Troubleshooting

StoRM common issues: analysis and solution

Table of contents

Common daemons problems

These are the typical errors in case one or more StoRM daemons are not running properly on your system. The tests are done with the simple SRMv2.2 Command Line Client available with StoRM (see the StoRM clientSRM user guide).

Frontend is down

In case the StoRM Frontend is down, a simple srmPing request will fail with the error:

$clientSRM ping  -e httpg://your_storm_host:8444

============================================================
Sending Ping request to: vgrid05.cnaf.infn.it:8444
============================================================
Request status:
gSoap code: 12

soap_print_fault:
SOAP FAULT: SOAP-ENV:Client
"CGSI-gSOAP: Could not open connection !"
Detail: TCP connect failed in tcp_connect()

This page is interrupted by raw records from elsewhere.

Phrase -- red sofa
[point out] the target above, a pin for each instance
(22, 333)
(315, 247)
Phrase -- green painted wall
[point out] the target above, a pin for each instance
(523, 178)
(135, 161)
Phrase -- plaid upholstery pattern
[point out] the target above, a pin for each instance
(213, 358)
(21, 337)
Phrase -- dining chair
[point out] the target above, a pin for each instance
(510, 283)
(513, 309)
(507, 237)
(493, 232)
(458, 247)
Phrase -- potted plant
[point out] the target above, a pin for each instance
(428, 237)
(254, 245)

soap_print_fault_location:
============================================================
Please note you will get the same error if the endpoint is wrong, as for wrong hostname or port.

Backend is down

In case the Backend daemon is down, you could get different kinds of errors depending on the SRM request you are trying:

srmPing operation

$  ./clientSRM ping -e httpg://your_storm_host:8444  

============================================================
Sending Ping request to: httpg://vgrid05.cnaf.infn.it:8444
============================================================
Request status:
  statusCode="SRM_SUCCESS"(0)
  explanation="SRM server successfully contacted"  
============================================================
SRM Response:
  versionInfo="v2.2"
  otherInfo (size=2)
	[0] key="backend_type"
	[0] value="StoRM"
	[1] key="backend_version"
	[1] value="FE:1.3.20 BE:ERROR"
============================================================

srmLs/MkDir/Mv/Rm/Rmdir

$ ./clientSRM ls -e httpg://your_storm_host:8444 -s httpg://vgrid05.cnaf.infn.it:8444/dteam    
============================================================
Sending Ls request to: httpg://vgrid05.cnaf.infn.it:8444
============================================================
Request status:
  statusCode="SRM_INTERNAL_ERROR"(14)
  explanation="Client transport failed to execute the RPC.  HTTP response: 0"
============================================================
SRM Response:
============================================================  

srmPrepareToPut/srmPrepareToGet/srmCopy

$./clientSRM ptp -e httpg://vgrid05.cnaf.infn.it:8444 -s httpg://vgrid05.cnaf.infn.it:8444  /dteam/f1  -p

============================================================
Sending PtP request to: httpg://vgrid05.cnaf.infn.it:8444
============================================================
Polling request status:
Current status: SRM_REQUEST_QUEUED (Ctrl+c to stop polling).....................
============================================================

Frontend fails on start

Frontend fails to start up if:

  • MySQL daemon is down. The Frontend service tries to open a connection with DB: if the connection fails, the FE service will remain stopped.
  • There is a MySQL authorization problem during the database connection. Please check STORM_DB_USER with STORM_DB_PASSWORD and STORM_DB_HOST can connect to DB.
  • There is a permission problem on the Frontend installation directory. Please check that everything belongs to STORM_USER.

Backend fails on start

Backend fails to start up if:

  • The storage file system is not mounted.
  • The configured storage directory does no exits.
  • The configuration file is not semantically correct.
  • Permission problem on the Backend installation directory. Please check that everything belongs to STORM_USER

Authorization problem

One of the most common issues for Grid services is to have some kinds of misconfigurations in the host machine that produce an authorization problem.

Frontend Auth problem

In case the Frontend host machine is not properly configured for what concern authorization, as for:

  • missing the host certificate
  • missing user in the file /etc/grid-security/grid-mapfile
  • not updated CA rpms.

You will get the following error messages:

$./clientSRM  ping -e httpg://your_storm_fqdn:8444  

============================================================
Sending Ping request to: vgrid06.cnaf.infn.it:8444
============================================================
Request status:
gSoap code: -1

soap_print_fault:
SOAP FAULT: SOAP-ENV:Client
"CGSI-gSOAP: Error reading token data header: Connection closed"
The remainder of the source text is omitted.